Furando fila

Naquela tarde, pássaros voavam pelas árvores da praça Getúlio Vargas. Voavam por entre o coreto, voavam até a fonte que não funcionava e depois se dispersavam.

Um destes pássaros voou até o alto da fachada do prédio da praça e observou o outro lado da rua. Lá havia uma enorme fila que saia da lotérica e passava pela calçada, onde todos estavam parados. O pássaro estranhou aquela aglomeração parada, “por que não estão se movimentando para fazer suas tarefas? Por que fazer tarefas parados?”, pensou ele.

Mas, algo na fila chamou sua atenção, havia um senhor inquieto. Ele olhava para os lados, olhava para cima, passava a mão no cabelo, assobiava, “não tão bem assim”, segundo o pássaro e também olhava e digitava em seu celular, como se quisesse matar o tempo.

O pássaro considerou aquilo divertido e mergulhou num voo rasante para se aproximar da fila humana. Sua trajetória parabólica teve fim numa árvore defronte a lotérica. O pássaro se ajeitou e buscou observar melhor o senhor. Era um humano de cabelos grisalhos penteados para o lado, segurava debaixo do braço uma pasta transparente que continha diversos papeis e tinha uma cara que expressava profundo desespero, como se aquela fila o levasse para a Barca do Inferno, “coitado, deve estar indo receber alguma má notícia”.

Porém, algo de novo aconteceu, aquela fila enorme deu um passo.

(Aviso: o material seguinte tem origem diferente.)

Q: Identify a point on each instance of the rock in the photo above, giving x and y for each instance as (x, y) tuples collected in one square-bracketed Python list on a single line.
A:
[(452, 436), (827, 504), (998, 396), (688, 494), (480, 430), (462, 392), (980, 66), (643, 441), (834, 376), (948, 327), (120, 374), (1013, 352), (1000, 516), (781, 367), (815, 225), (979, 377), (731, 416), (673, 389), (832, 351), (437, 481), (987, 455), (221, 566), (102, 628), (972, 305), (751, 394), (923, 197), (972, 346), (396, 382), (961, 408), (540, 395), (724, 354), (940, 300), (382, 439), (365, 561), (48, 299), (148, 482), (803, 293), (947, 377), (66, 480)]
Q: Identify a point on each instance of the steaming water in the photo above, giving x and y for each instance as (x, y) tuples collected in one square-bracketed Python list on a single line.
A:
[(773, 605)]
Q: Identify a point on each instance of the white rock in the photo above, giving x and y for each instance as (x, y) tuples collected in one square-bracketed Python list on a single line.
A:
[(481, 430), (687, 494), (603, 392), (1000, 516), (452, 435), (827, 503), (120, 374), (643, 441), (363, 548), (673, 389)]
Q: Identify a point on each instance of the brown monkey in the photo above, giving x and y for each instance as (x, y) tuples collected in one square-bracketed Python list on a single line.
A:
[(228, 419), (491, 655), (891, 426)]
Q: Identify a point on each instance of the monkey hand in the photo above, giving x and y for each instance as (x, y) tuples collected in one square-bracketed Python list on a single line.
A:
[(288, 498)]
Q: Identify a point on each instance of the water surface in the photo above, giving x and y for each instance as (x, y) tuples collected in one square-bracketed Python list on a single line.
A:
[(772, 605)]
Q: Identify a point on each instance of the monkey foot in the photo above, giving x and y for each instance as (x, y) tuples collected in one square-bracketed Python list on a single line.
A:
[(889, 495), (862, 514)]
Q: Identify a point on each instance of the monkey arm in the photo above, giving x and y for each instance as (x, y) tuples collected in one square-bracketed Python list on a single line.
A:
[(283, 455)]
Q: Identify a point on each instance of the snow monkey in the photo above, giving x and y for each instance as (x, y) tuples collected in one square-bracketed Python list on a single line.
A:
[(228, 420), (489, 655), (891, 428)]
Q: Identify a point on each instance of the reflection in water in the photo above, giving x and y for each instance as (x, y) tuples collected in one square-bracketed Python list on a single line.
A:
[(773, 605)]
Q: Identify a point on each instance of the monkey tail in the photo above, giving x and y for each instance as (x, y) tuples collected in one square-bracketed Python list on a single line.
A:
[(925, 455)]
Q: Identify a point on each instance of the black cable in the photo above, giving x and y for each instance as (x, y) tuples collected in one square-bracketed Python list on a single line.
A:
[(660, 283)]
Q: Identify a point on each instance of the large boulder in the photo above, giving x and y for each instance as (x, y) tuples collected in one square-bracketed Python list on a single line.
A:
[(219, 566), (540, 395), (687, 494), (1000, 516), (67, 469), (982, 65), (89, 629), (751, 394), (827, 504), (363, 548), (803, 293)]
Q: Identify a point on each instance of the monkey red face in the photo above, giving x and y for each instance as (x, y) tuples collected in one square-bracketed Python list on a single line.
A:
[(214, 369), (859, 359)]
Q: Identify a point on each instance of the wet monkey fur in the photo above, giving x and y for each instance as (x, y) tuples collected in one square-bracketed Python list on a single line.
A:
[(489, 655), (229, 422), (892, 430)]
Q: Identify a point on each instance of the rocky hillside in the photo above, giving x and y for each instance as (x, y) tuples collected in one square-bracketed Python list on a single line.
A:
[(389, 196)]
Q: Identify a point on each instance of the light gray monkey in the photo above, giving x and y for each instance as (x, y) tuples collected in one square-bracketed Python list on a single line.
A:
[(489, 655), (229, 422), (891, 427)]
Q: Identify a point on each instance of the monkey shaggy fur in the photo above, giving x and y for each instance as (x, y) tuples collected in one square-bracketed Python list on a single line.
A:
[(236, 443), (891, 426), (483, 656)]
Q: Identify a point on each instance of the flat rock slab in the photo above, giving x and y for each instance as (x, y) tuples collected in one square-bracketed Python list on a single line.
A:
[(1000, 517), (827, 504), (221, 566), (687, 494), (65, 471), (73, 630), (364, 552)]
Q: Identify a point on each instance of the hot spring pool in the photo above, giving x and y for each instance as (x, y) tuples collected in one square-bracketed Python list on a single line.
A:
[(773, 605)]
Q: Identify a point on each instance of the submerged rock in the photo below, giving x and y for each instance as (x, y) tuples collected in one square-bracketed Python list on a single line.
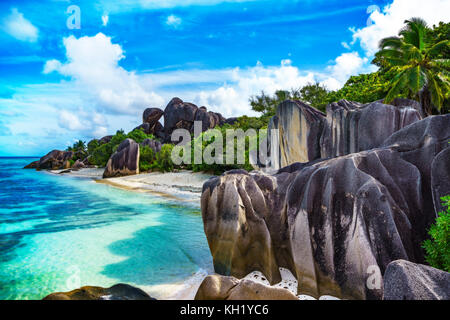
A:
[(117, 292), (405, 280), (125, 161), (330, 222), (32, 165), (216, 287), (53, 160), (78, 165)]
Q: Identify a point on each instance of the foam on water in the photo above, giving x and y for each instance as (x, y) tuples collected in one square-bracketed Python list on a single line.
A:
[(58, 233)]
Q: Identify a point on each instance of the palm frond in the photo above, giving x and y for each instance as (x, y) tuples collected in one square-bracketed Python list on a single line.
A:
[(438, 48), (398, 83)]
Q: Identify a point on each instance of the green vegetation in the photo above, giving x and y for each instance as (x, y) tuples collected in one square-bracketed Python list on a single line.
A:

A feição moribunda do senhor se transformou então em uma expressão de profunda satisfação. No entanto, quando percebeu que não haveria outro passo, sua expressão novamente esmoreceu. “ah! Aí está, ele não vai para a Barca do Inferno, seu inferno é a própria fila!”, com este pensamento o pássaro teve um pico de satisfação própria, decerto deveria ser o pássaro mais esperto e observador que existia, “obrigado, obrigado”, respondeu o animal ao sentir que alguém o elogiava.

— Não gosta de filas?

Tanto o senhor quanto a ave foram tiradas de seus pensamentos e, num rompante de susto contido, observaram a figura atrás do homem que odiava filas. Era uma jovem moça de cabelos escuros e com uma expressão calma e feliz.

— As considero insuportáveis. Já estou velho demais para perder tempo!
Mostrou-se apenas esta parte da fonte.